You can also use an alternative injection function.

07/04/2014 19:25 2DayNow#4

KDeluxe, many many thanks for the effort ;)
I have try your script, i don't have any error but only the MsgBox(64, "Success", "Success")

But...don't seems it work:
[Only registered and activated users can see links. Click Here To Register...]

I have make the test on a VM with XP SP3 32 bit, i'll try also on 7 if necessary but i don't think the result will be different
Thanks again

EDIT: Tested on 7 with both 32 and 64 bit executable, same result i can always see the process in the task.

07/04/2014 21:06 KDeluxe#5

The posted AHK script on GitHub doesn't work either (for another reason). Try it with another injection function.

Spoiler

07/04/2014 23:32 2DayNow#6

The AHK script on github work, i have tested it before post. You need to use the correct unicode version based on your architecture:
hxxp://ahkscript.org/download/

Anyway i don't care about that code, the goal is make the injection in a way. Tomorrow i'll test both script and let you know, thanks.

EDIT: No man both script not work :(
I don't have any error but like the previus i can always see the process in the task

P.S. You have forget:

Spoiler

EDIT2: If you need it, this is the original thread:
[Only registered and activated users can see links. Click Here To Register...]

07/08/2014 15:01 2DayNow#7

bump?

07/08/2014 18:01 KDeluxe#8

Do you have the source code from the hyde.dll? I looked at the original thread and now I know why an alternative injection method can not work.
The While() loop is not necessary for the last script but it can't work anyway.

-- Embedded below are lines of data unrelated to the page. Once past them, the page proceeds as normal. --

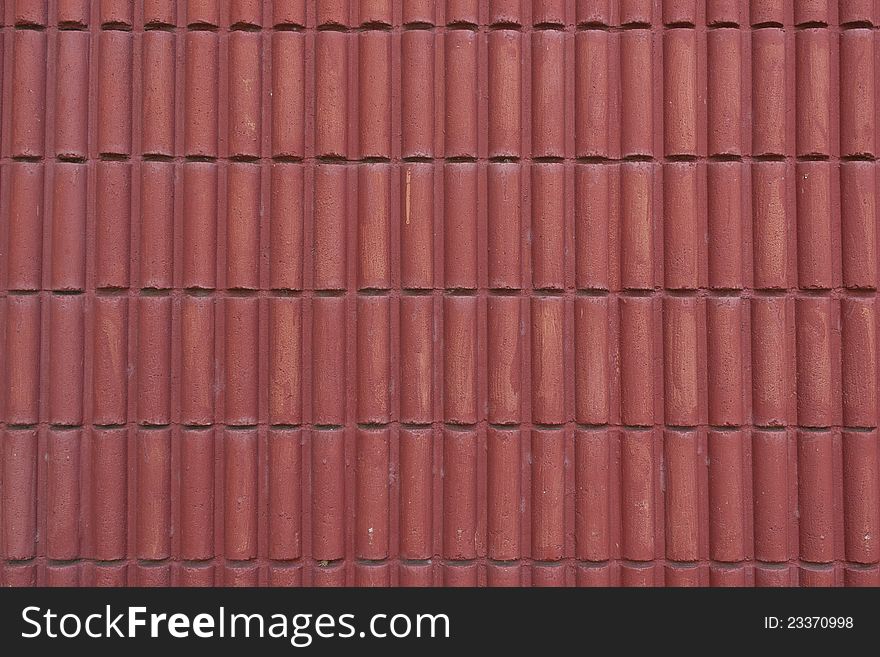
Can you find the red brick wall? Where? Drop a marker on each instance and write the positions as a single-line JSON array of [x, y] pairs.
[[402, 292]]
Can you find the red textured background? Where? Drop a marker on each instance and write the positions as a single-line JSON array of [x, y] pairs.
[[403, 292]]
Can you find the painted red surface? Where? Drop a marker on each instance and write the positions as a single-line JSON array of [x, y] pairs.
[[454, 293]]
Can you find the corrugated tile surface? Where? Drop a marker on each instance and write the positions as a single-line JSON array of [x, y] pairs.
[[403, 292]]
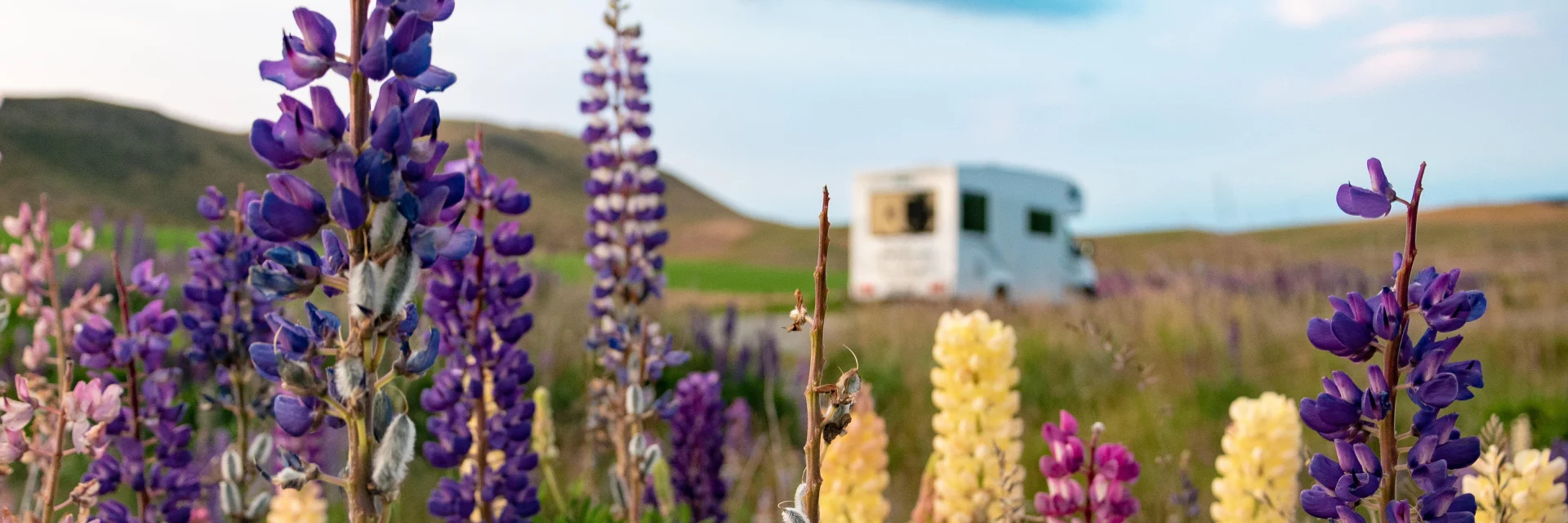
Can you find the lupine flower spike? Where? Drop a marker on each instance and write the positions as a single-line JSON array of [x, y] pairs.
[[51, 413], [625, 235], [697, 458], [1261, 463], [223, 318], [1351, 415], [1109, 472], [855, 468], [482, 415], [388, 217], [163, 475], [1515, 482], [974, 388], [298, 506]]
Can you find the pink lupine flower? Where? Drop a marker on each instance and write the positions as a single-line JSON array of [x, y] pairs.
[[18, 413], [13, 443], [96, 401]]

... unless you inject the .dll into all processes:

Spoiler

But I don't know how exactly the hyde.dll works, that's the reason why I want to have a look at the source code.

07/08/2014 18:42 2DayNow#9

No i don't have the source ( the link of dropbox is suspended ) but i have make a post in the ahk forum "Broken links" thread, if someone has it i'll post the link here or directly the code in the tags

The only things i know is that use the MHOOK library v2.3:
[Only registered and activated users can see links. Click Here To Register...]

The new version is here:
[Only registered and activated users can see links. Click Here To Register...]

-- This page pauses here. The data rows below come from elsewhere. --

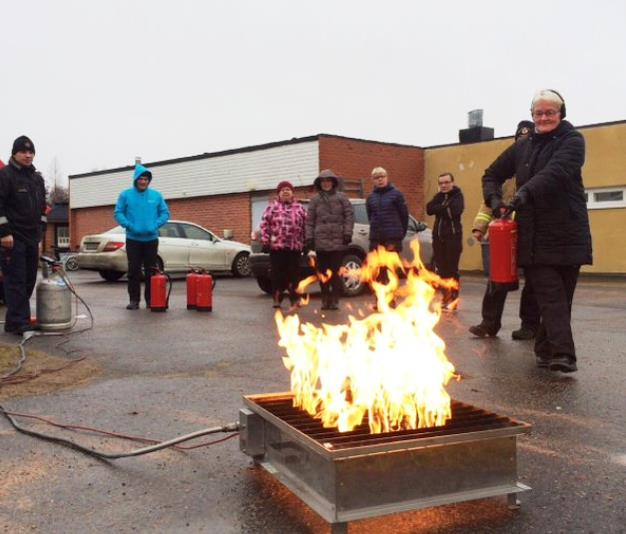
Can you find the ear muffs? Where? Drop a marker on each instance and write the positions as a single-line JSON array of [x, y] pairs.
[[562, 100]]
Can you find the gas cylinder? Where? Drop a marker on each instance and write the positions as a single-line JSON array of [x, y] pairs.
[[204, 292], [159, 292], [192, 288], [503, 253], [54, 300]]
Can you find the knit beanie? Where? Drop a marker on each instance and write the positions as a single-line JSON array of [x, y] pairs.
[[22, 144], [282, 185]]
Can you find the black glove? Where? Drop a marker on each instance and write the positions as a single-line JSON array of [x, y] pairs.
[[520, 199], [498, 208]]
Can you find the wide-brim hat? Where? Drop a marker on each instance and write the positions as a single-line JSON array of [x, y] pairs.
[[326, 174]]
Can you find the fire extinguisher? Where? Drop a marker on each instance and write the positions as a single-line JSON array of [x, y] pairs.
[[160, 289], [204, 292], [192, 289], [503, 253]]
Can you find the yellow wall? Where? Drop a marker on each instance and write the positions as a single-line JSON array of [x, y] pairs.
[[605, 167]]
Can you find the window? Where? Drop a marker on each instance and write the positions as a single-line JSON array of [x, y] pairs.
[[604, 198], [63, 236], [193, 232], [169, 230]]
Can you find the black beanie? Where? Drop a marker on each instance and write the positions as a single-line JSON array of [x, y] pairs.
[[22, 143]]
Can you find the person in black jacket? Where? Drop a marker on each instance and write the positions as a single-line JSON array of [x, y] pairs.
[[553, 224], [387, 213], [22, 220], [447, 206]]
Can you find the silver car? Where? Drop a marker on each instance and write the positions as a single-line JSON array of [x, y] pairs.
[[182, 245]]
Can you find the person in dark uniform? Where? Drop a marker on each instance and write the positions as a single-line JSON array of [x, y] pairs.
[[495, 294], [553, 224], [447, 206], [22, 222]]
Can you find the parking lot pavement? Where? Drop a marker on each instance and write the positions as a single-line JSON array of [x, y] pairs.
[[167, 374]]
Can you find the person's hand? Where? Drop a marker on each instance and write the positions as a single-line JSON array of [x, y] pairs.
[[6, 241], [478, 235], [498, 208]]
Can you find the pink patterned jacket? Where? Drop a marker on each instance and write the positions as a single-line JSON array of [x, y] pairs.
[[282, 225]]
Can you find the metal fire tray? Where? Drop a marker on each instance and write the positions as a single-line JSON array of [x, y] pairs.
[[355, 475]]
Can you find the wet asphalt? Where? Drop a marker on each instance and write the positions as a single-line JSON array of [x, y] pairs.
[[167, 374]]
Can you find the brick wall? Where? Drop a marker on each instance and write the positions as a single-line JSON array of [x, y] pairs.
[[351, 158], [216, 213]]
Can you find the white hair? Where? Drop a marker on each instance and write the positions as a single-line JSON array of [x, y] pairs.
[[547, 95]]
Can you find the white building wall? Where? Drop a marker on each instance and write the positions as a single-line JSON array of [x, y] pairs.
[[233, 173]]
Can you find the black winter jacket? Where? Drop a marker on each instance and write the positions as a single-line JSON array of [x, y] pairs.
[[447, 209], [554, 224], [387, 214], [22, 202]]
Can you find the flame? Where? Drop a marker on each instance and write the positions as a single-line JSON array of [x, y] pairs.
[[389, 364]]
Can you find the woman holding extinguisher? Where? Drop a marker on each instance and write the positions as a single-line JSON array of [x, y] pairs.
[[282, 235], [553, 224]]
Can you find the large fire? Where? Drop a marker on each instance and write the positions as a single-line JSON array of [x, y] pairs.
[[389, 365]]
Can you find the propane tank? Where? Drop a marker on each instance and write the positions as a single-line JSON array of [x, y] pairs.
[[159, 292], [204, 292], [192, 288], [503, 253], [54, 300]]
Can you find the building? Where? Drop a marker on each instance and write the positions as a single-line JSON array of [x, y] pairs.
[[227, 191]]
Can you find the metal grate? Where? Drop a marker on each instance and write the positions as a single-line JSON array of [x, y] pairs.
[[465, 419]]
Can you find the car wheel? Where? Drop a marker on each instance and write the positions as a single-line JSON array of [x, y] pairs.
[[352, 286], [241, 265], [265, 284], [111, 276]]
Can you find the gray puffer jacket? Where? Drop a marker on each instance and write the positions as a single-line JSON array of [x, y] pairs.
[[330, 217]]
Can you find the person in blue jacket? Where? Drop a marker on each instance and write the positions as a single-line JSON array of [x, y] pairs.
[[141, 211]]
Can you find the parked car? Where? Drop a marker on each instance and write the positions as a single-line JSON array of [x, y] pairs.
[[357, 250], [182, 245]]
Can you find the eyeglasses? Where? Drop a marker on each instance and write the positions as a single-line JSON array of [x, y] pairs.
[[548, 114]]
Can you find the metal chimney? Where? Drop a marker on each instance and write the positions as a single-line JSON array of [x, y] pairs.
[[475, 118]]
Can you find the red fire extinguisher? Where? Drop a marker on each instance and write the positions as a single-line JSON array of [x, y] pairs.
[[159, 291], [204, 292], [192, 289], [503, 253]]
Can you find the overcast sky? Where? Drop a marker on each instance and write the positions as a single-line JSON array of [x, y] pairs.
[[96, 83]]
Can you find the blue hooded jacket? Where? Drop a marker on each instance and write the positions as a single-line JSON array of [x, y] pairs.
[[142, 213]]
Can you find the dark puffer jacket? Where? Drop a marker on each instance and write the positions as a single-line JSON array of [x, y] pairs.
[[554, 224], [387, 214], [330, 218], [22, 202], [447, 209]]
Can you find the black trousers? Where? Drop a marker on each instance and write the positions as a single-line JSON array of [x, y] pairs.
[[493, 307], [330, 260], [19, 266], [142, 256], [554, 287], [447, 253], [285, 267]]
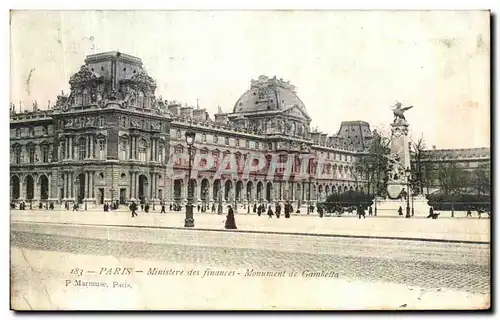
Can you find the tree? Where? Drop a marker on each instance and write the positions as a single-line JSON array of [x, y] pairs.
[[372, 163], [452, 178], [481, 179], [422, 164]]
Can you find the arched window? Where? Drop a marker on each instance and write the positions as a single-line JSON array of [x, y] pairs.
[[45, 152], [82, 148], [78, 100], [31, 153], [143, 147], [140, 99], [85, 97], [101, 143], [62, 150], [124, 149], [18, 156], [161, 149]]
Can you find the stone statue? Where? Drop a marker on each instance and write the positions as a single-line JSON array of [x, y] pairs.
[[399, 111]]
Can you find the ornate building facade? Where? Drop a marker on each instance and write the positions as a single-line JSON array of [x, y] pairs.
[[111, 139]]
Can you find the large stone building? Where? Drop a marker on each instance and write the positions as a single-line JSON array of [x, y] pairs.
[[111, 139]]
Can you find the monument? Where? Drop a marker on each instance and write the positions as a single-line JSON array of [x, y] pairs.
[[399, 193]]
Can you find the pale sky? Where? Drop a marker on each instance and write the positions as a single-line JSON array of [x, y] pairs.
[[346, 65]]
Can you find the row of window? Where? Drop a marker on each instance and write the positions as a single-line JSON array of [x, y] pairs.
[[215, 139], [31, 131], [143, 149], [32, 156], [84, 150]]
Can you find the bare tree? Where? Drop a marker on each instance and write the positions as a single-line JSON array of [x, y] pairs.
[[422, 164], [372, 164], [453, 179], [481, 179]]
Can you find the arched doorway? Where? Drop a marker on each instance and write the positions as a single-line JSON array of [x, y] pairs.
[[143, 187], [205, 184], [227, 189], [14, 185], [193, 185], [30, 187], [178, 189], [216, 190], [269, 190], [44, 187], [239, 187], [259, 190], [80, 181], [249, 190]]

07/29/2014 09:28 2DayNow#10

Finally, someone has post the source and now i get it, see attachment
KDeluxe is all in your hand :D

07/29/2014 11:00 KDeluxe#11

There are a few things that could be changed in the source code, but that's not required. The first script I posted contains two errors, both in the same line.

Quote:

$procAddress = DllCall("Kernel32.dll", "ptr", "GetProcAddress", "ptr", $module, "str", "CBTProc")

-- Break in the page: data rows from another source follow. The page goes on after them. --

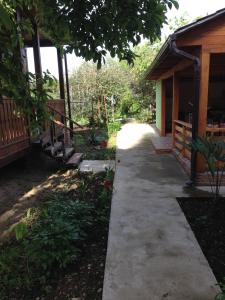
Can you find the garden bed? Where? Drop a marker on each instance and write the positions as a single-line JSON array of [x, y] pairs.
[[206, 217], [61, 243]]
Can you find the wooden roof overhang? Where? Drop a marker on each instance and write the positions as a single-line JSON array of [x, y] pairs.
[[189, 38]]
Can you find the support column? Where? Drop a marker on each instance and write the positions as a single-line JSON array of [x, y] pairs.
[[68, 91], [37, 53], [175, 109], [203, 102], [163, 109], [61, 77]]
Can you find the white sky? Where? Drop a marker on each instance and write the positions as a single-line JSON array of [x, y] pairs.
[[194, 8]]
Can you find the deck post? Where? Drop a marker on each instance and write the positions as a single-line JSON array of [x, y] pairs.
[[61, 76], [203, 102], [68, 91], [163, 108], [175, 109], [37, 53]]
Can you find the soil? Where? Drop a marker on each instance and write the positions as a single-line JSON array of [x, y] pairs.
[[20, 183], [84, 281], [206, 217]]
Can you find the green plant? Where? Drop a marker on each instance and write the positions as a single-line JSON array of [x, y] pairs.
[[51, 243], [53, 235], [213, 152]]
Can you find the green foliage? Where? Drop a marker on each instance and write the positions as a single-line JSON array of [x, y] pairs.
[[126, 84], [51, 237], [113, 128], [213, 152], [89, 28], [221, 296]]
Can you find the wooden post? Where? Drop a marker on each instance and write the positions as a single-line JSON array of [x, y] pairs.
[[203, 102], [61, 77], [68, 91], [163, 109], [175, 109]]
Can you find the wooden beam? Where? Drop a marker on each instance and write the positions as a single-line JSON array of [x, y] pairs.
[[203, 102], [178, 67], [220, 48], [175, 108], [61, 77], [68, 91], [163, 108]]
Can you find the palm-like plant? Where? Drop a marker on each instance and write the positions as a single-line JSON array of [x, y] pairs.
[[213, 152]]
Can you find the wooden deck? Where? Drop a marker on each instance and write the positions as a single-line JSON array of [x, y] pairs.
[[162, 144], [14, 135]]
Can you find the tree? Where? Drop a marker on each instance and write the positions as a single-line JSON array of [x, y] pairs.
[[92, 89]]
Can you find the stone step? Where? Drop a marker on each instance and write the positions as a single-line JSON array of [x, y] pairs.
[[75, 160]]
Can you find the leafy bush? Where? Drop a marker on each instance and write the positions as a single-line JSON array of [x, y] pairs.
[[52, 236], [213, 153], [52, 242], [221, 296], [113, 128]]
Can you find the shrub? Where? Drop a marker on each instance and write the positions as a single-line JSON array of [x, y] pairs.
[[213, 153], [52, 242]]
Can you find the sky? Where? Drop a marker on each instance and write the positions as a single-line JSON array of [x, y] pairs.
[[194, 8]]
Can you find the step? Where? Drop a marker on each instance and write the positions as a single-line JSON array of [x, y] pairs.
[[75, 160], [68, 153], [54, 149]]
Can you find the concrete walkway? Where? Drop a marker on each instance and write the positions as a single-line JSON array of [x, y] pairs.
[[152, 252]]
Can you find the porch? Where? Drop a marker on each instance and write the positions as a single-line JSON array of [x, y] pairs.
[[15, 138]]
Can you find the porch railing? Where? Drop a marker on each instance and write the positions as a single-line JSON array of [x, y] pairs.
[[182, 137], [13, 125]]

The correct line would be:

Code:

$procAddress = DllCall("Kernel32.dll", "ptr", "GetProcAddress", "ptr", $module[0], "str", "CBProc")

Spoiler

07/29/2014 13:10 2DayNow#12

Very nice, finally i see that script working, thanks :D

I have only two last questions for you:
1) Is possible to inject that DLL in another process instead? In any case seems you can only use for 64 Bit executable on x64 system, you can't inject a 32 Bit executable also using hyde.dll and not hyde64.dll on a x64 system. Can you confirm this behavior?
2) Do you know why not work on Windows 8?